Privacy advocates, however, see “strong crypto” — without any extra keys or back doors — as vital when both commercial and government attackers may want into your devices and the immense stores of data on them.

Meanwhile, companies like Apple (AAPL) and Google (GOOG, GOOGL) increasingly treat strong encryption as a standard feature. As this debate escalates — and as many observers think the Trump administration may try to move a bill mandating what’s sometimes called “exceptional access” — they continue to ship encrypted devices and apps that can’t be whisked out of existence by any such bill.

A new twist on the Apple-FBI fight

The encryption argument got its most public airing two years ago, when the Federal Bureau of Investigation went to court to compel Apple to write special software to disable the lockout system on an iPhone 5c used by one of the San Bernardino shooters.

But a final ruling never came, because the FBI dropped the case after saying it had “successfully accessed” that iPhone’s data. Subsequent reports pointed to the bureau hiring the services of an Israeli mobile-security firm, Cellebrite, that exploited a vulnerability in Apple’s iOS operating system.

In March, however, the Justice Department’s Office of the Inspector General issued a report suggesting the FBI hadn’t tried too hard to get into that iPhone.

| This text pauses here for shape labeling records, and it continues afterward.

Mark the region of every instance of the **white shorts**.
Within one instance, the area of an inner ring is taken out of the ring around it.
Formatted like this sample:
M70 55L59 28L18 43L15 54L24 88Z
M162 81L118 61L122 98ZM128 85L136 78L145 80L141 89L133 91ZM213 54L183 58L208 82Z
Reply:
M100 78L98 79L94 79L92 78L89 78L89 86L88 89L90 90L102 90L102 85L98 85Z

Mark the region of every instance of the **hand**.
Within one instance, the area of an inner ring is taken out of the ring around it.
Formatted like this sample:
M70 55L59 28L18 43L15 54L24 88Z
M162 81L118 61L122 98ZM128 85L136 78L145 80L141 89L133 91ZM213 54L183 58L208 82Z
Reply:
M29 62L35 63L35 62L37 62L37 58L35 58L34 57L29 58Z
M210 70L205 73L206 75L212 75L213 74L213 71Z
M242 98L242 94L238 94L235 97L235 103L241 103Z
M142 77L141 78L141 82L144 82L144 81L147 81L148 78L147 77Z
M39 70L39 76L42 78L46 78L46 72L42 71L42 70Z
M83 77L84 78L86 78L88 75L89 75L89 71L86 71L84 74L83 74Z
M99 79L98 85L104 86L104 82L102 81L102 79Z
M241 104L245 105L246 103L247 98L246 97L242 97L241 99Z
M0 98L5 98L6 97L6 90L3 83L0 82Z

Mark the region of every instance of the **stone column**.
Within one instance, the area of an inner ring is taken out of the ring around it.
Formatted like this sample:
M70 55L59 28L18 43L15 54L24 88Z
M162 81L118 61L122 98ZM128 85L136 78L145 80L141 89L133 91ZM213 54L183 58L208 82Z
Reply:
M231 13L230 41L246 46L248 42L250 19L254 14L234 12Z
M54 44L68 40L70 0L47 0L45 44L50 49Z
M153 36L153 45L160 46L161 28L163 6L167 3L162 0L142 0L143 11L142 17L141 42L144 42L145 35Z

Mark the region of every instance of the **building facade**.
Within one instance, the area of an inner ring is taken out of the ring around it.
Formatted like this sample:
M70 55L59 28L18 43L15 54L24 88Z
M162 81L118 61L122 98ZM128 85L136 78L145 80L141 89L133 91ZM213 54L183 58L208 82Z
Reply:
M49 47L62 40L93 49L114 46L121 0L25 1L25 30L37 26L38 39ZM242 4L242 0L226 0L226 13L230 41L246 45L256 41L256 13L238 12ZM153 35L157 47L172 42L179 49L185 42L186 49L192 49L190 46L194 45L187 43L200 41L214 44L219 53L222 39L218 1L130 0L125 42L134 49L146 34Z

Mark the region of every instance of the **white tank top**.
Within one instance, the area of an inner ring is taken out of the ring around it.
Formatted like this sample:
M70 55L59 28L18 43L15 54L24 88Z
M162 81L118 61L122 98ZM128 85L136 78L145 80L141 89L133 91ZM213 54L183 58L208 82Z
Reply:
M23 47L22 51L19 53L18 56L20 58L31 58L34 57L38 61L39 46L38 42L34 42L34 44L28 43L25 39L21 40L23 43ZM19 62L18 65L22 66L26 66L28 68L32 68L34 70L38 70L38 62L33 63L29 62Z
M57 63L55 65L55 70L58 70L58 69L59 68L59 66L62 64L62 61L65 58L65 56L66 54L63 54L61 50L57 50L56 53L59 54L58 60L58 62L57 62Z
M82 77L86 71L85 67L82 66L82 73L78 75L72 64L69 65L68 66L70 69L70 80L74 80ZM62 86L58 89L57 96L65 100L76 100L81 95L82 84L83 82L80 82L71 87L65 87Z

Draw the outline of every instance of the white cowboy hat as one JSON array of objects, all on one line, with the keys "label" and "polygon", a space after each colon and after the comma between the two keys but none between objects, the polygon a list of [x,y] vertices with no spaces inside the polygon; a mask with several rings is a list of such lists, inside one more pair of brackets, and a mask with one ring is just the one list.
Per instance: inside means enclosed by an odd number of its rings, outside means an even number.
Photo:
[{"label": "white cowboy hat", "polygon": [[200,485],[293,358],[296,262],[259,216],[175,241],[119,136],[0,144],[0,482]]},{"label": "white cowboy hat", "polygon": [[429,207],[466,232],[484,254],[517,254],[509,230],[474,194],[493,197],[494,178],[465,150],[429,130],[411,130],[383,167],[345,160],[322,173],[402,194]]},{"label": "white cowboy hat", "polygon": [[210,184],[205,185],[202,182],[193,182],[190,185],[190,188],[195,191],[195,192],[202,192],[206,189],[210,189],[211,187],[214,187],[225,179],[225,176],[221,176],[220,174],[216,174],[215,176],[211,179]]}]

That report found some FBI employees seemed more anxious to set a court precedent of requiring manufacturers to let in police than to get the San Bernardino shooter’s phone unlocked. It quotes the head of one FBI office voicing his disappointment that another had hired a contractor to hack the iPhone: “Why did you do that for?”

“What we saw was a breakdown of the FBI’s argument,” explained Robyn Greene, policy counsel and government affairs lead at New America’s Open Technology Institute. “You can hack into every version of an iPhone; why do you need to back-door it?”

The biggest secret in phone unlocking in years: GrayKey

Two weeks ago, Vice’s Motherboard tech-news site revealed that one iPhone-unlocking tool — a device offered by Atlanta-based GrayShift called GrayKey — was far more widely used than even the OIG report implied.